TurboQuant is a novel algorithm for compressing the KV cache in GPU memory used by language models during conversations, aiming to alleviate the memory bottleneck encountered during inference. It achieves a significant reduction in memory usage by at least six times while maintaining zero accuracy loss. This advancement enables context windows to contain millions of tokens, with caches extending to hundreds of gigabytes per session. The groundbreaking work will be showcased at the International Conference on Learning Representations (ICLR) in 2026.
TurboQuant employs two innovative sub-algorithms to achieve efficient KV cache compression: PolarQuant and QJL (Quantized Johnson-Lindenstrauss). The PolarQuant technique works by decoupling the magnitude and direction components, which allows for more efficient compression of data. Unlike traditional methods, it eliminates the requirement for quantization constants that typically add overhead, ensuring that the compressed data maintains its integrity without added bits per value.
The QJL method further enhances compression by reducing residual errors to a single sign bit while storing no constants. This method contributes to significant compression ratios without compromising data accuracy. Importantly, TurboQuant provides a mathematically unbiased estimator for attention calculations in transformer models, facilitating zero accuracy loss during inference.
This approach enables TurboQuant to effectively compress intermediate memory structures that store attention maps in language models, addressing the inference-memory bottleneck. As a result, it supports contexts involving millions of tokens and caches amounting to hundreds of gigabytes per session, without the need for model retraining or fine-tuning, thereby integrating seamlessly into existing inference pipelines.

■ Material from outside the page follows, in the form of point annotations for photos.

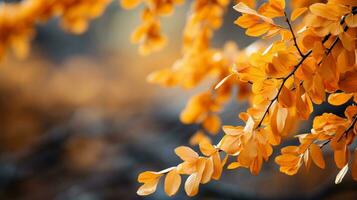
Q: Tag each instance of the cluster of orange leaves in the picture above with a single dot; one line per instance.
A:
(283, 81)
(311, 56)
(18, 20)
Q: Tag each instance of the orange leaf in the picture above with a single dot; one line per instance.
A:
(341, 174)
(172, 182)
(337, 99)
(316, 156)
(297, 12)
(186, 153)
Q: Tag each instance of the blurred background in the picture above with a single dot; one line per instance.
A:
(78, 121)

TurboQuant demonstrated impressive performance in benchmarks conducted on the open-source models Gemma, Mistral, and Llama. Under 4x compression, it matched the full-precision performance, achieving perfect results on complex needle-in-haystack tasks that involved up to 104,000 tokens. It is important to note that the claim of “zero accuracy loss” is specifically applicable to KV cache compression during inference and does not extend to model weights. TurboQuant focuses on compressing the temporary memory utilized for mid-session attention computations.

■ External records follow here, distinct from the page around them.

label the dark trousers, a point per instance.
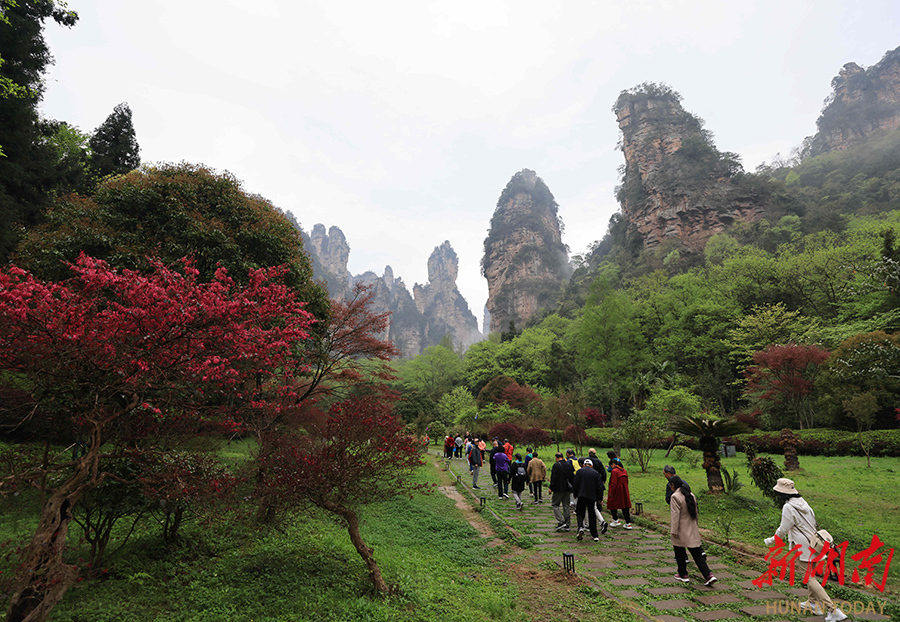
(502, 483)
(587, 505)
(697, 554)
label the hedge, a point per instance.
(823, 442)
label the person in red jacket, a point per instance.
(619, 497)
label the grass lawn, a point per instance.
(850, 500)
(444, 569)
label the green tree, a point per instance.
(610, 345)
(172, 211)
(434, 372)
(27, 161)
(708, 432)
(114, 146)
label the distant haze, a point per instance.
(402, 122)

Moreover, the evaluations did not include Google’s extensive Gemini model at scale, indicating a limitation in the scope of the testing. TurboQuant is advantageous for integration into current inference pipelines as it requires no retraining or fine-tuning and introduces negligible runtime overhead. This allows for efficient memory management during language model operations without compromising computational accuracy.

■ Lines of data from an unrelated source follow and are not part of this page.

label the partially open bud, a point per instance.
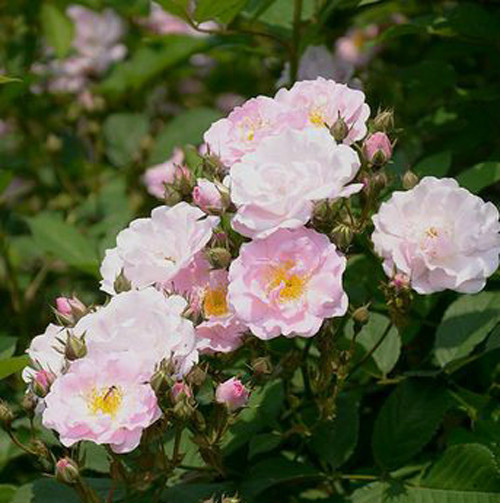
(377, 149)
(232, 393)
(211, 197)
(384, 121)
(6, 415)
(219, 258)
(339, 130)
(67, 471)
(75, 347)
(121, 283)
(410, 179)
(70, 310)
(42, 381)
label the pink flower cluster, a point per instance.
(183, 286)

The publication of TurboQuant prompted immediate industry attention. Cloudflare CEO Matthew Prince called it Google’s “DeepSeek” moment. On the same day as the announcement, memory stock prices for Micron, Western Digital, and Seagate fell. These reactions were reported in media coverage of the TurboQuant announcement.
Reporting combined executive commentary with contemporaneous market movement. The documented responses included both a public executive remark and same-day share-price declines among major memory suppliers.